Weighing The Pros And Cons Of Podiatry Supergroups

Author(s): 
Lowell Weil, Jr., DPM, FACFAS, MBA

   The decision process on whether a supergroup benefits an individual or practice really comes down to the pros and cons of creating or joining one. Lowell Scott Weil, Sr., DPM, started our practice in 1965. The practice has gone through several transformations over the last 48 years but has been relatively focused in a desire to grow and create strength with size, services and market share in the last several years. We have recognized the changing landscape of healthcare and prefer to be proactive rather than reactive. Through our relationships, research and analysis, we have felt it best to create a supergroup in Chicagoland. This has not come without great consideration and thought. We are constantly having discussions with potential practices interested in joining our group and my goal is to articulate the pros and cons of podiatry supergroups.

How Supergroups Benefit From Larger, More Specialized Staff

Larger is stronger. In the last several years, many knowledgeable people in the healthcare space have regularly commented that the days of one person or small group practices are coming to an end. It will be difficult at best for small organizations to keep up with the requirements of technology, reporting and evidence-based outcomes to survive. A properly configured supergroup will create the infrastructure necessary to meet the requirements.

   A larger organization allows benefits such as economies of scale.

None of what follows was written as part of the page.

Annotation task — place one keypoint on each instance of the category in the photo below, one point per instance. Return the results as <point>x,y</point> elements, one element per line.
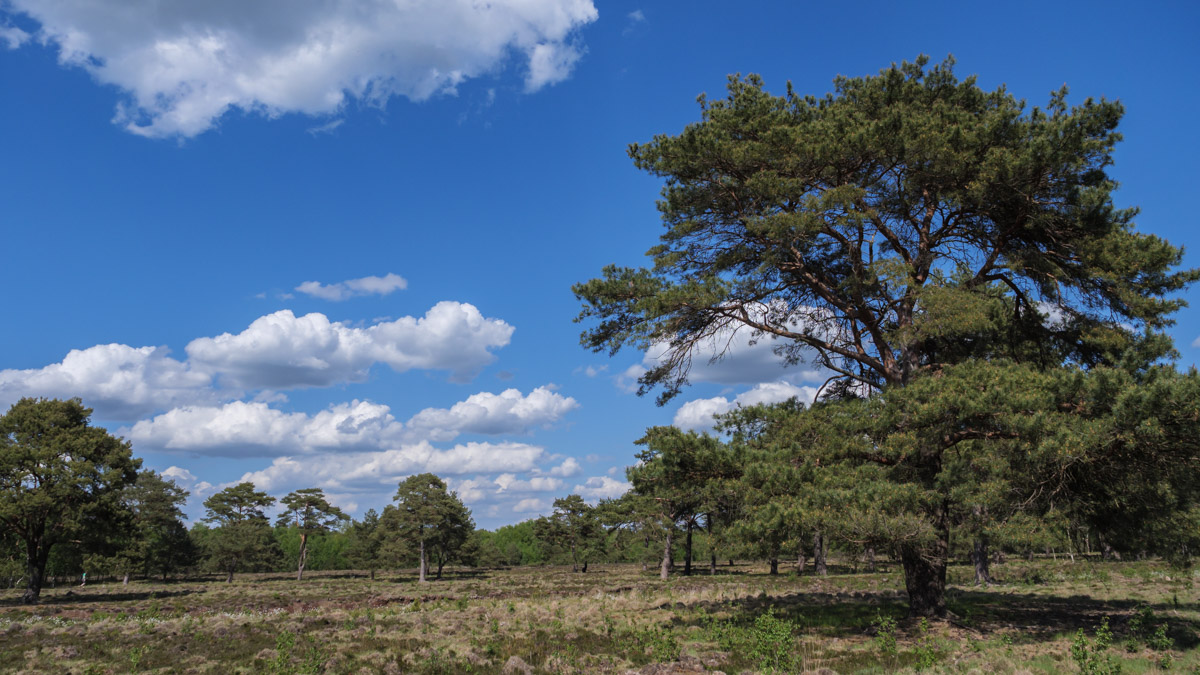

There are many ways economies of scale benefit an organization. Some obvious examples are work redundancy and job specialization. A small practice requires its employees to “wear multiple hats.” An office manager may make appointments, do the billing and collections, and perform human resource activities such as hiring, firing and training. A clinical assistant will perform the duties required of the clinic but also probably handle some reception/telephone activities, supply management and other miscellaneous tasks. In this scenario, these people are not focused on doing one job well but doing multiple jobs adequately.

   As a group becomes larger, it can dedicate people to specialize in their area of expertise. This makes the office work better, smarter and more efficiently, which creates a better patient experience as well as higher profitability. Billing personnel can focus on making sure that staff submits the proper bills for proper payment and that those payments are according to the terms of the contract. Podiatry billing is very specific and not like other areas of medicine with all the modifiers and multiple procedures. Having someone who does not specialize in this area ensures that the practice is losing money. Additionally, dedicated billers can track payments and work accounts receivable regularly.

   One can train clinical assistants to perform the highest possible level of care, which will give the physicians the ability to see more patients and focus on their highest level of care.

Comments

I really appreciated this wonderful info and guide to work better as group or working with partners-friends in Mexico.

Have a good day! Thanks again.

Sincerely,

Alberto Rivera, MD

One of the perks about working in a multispecialty supergroup medical clinic (of more than 10 physicians) is that if you represent podiatry as a minority in a sea of many MDs, MBBSs, and DOs, it is inevitable how much you, as a BE/BQ/BC licensed podiatrist, have to educate the BE/BQ/BC licensed allopathic and osteopathic physicians about your profession. I myself have the unique experience of doing this. It is the best part of my job!